Abstract

This introduction presents the articles contained in this special issue of Philosophy and Social Criticism on the topic of populism. It does so by placing them in the field of discussions that the standard conception of populism as ‘illliberal democracy’ has stimulated in many areas of the populism-research that was produced in response to the recent increase in populist governments in established constitutional democracies world-wide. Following the methodological canon of studies in the field, it presents the individual contributions roughly in three segments according to leading questions they focus on. In each segment, the introduction attempts to indicate the degree to which the articles depart and provide reasons for departing from the initial standard conception and thereby point to new relevant directions for further work.
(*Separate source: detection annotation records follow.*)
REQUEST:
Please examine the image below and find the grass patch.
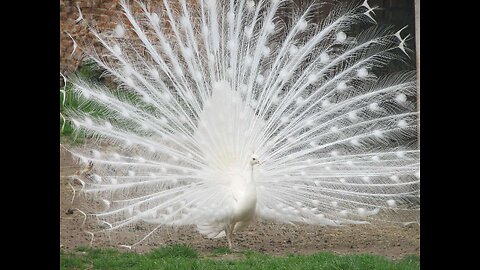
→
[212,247,232,255]
[60,245,420,270]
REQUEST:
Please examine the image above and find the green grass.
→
[60,245,420,270]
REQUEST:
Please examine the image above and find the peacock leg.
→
[225,225,234,250]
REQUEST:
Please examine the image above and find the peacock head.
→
[250,154,260,166]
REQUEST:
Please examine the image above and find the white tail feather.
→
[62,0,420,245]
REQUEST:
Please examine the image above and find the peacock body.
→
[63,0,420,247]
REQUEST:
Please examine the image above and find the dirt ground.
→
[60,147,420,259]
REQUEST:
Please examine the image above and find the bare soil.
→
[60,150,420,259]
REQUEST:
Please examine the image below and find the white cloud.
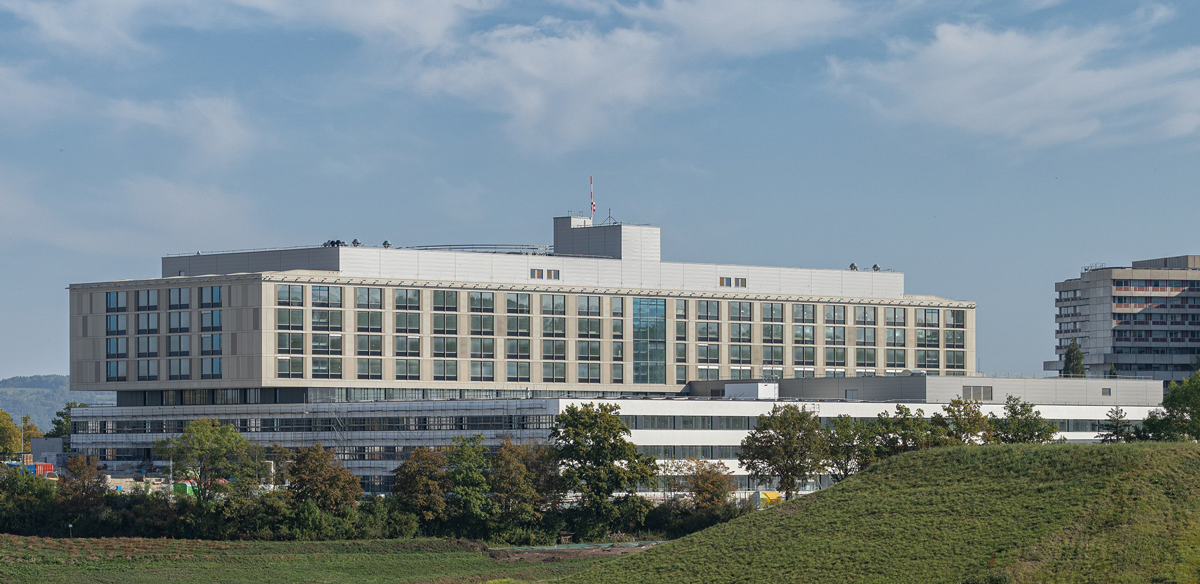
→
[830,18,1200,146]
The first segment (articles 1. -4.) consists of essays that take on the definitional and empirical question of what and where populism is, and which varieties of it there are. The second segment (articles 5. -8.) presents new work focusing on the diagnostic question of what conditions and institutional conditions enable contemporary populism in established liberal constitutional representative democracies. They thus also aim at explaining or at least providing insight into the structures on the supply side (party politics) that make populism popular as an `outsider option'. The third and largest segment (essays 9. -15.) comprises essays that present various approaches to answering the therapeutic question what democratic political systems and societies can do to confront, absorb or internalize the lessons from populist challenges.